Case Number: 20-30019

Judge: Ryan D. Nelson

Court: UNITED STATES COURT OF APPEALS FOR THE NINTH CIRCUIT

Plaintiff's Attorney: Stephen L. Corso (argued), Assistant United States

Attorney; Bryan Schroder, United States Attorney; United

States Attorney’s Office

Defendant's Attorney:



St. Louis, MO - Criminal defense Lawyer Directory



Description:

St. Louis, MO - Criminal defense lawyer represented defendant with a sending a communication that threatened the state judge assigned to his civil proceeding charge.





Over a decade ago, Bachmeier was convicted of various

state crimes not relevant here. Judge Anna Moran oversaw

those proceedings. During one telephonic hearing,

Bachmeier grew belligerent and repeatedly called Judge

Moran offensive names. After Judge Moran warned him to

stop, Bachmeier became more inflamed and yelled a graphic

and specific threat to gravely harm Judge Moran's family.

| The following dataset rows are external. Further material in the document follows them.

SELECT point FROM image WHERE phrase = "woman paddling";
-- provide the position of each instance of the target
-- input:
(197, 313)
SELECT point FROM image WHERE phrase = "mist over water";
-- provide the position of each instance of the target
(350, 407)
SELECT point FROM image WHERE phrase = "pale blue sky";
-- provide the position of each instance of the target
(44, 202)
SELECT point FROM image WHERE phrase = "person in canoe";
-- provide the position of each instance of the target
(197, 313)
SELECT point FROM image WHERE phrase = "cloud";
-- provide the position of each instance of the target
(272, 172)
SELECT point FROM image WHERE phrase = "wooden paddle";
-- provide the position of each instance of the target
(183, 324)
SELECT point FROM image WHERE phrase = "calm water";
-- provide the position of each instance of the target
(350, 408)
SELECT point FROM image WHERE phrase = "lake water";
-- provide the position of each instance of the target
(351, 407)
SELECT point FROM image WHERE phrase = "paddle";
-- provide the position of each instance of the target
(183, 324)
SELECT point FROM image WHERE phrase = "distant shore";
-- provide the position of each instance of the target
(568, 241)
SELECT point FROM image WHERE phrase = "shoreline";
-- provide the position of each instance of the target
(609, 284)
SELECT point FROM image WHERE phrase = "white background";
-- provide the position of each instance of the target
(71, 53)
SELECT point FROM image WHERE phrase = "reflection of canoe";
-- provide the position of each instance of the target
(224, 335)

At that point, Judge Moran muted Bachmeier and contacted

judicial services, and later hearings proceeded without

further outbursts. Bachmeier remains in state custody and is

serving the rest of his sentence. This first threat looms as an

important backdrop to Bachmeier's current § 876(c)

conviction.

Seven years later, Bachmeier filed a pro se name change

petition in the Superior Court in Kenai, Alaska ("Kenai

Courthouse”) while still in state custody. Per Alaska court

procedure, the petition was randomly assigned to a Superior

Court judge to rule on and oversee any motions filed with

the petition—in this case, Judge Moran. In prior

proceedings, Bachmeier sought and obtained judicial

reassignments when Judge Moran was assigned to his case.

But this time the reassignment request deadline passed

before Bachmeier learned of Judge Moran's assignment.

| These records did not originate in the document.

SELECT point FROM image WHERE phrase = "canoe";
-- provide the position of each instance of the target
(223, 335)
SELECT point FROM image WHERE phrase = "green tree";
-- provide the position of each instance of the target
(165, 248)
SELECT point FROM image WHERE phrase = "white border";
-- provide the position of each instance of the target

Bachmeier mailed the following request to the Kenai

Courthouse, which ultimately led to his § 876(c) conviction:

Am requesting to cancel this proceeding. I

never got a notice of judicial assignment. I

would of struck Moran from this case as I

have told her in the past Im going to kill her

family which I still entend to do. Therefore

she cannot be impartial. I will refile and this

UNITED STATES V. BACHMEIER 5

court will give me notice of judicial

assignment, or els.

Bachmeier's request included a case name and number, and

the clerk's office forwarded it to Judge Moran's chambers

without reviewing its substance. When Judge Moran

received the request, she was horrified at his statement that

he still intended to carry out a death threat made almost a

decade earlier.

The federal government indicted Bachmeier under

18 U.S.C. § 876(c) for mailing a threatening

communication. Bachmeier moved to dismiss, arguing his

request was addressed to the Kenai Courthouse, not a natural

person as § 876(c) requires. The district court denied that

motion and the subsequent motion to reconsider, and the

case went to trial. At trial Bachmeier moved for acquittal

after the government's case-in-chief on the same grounds.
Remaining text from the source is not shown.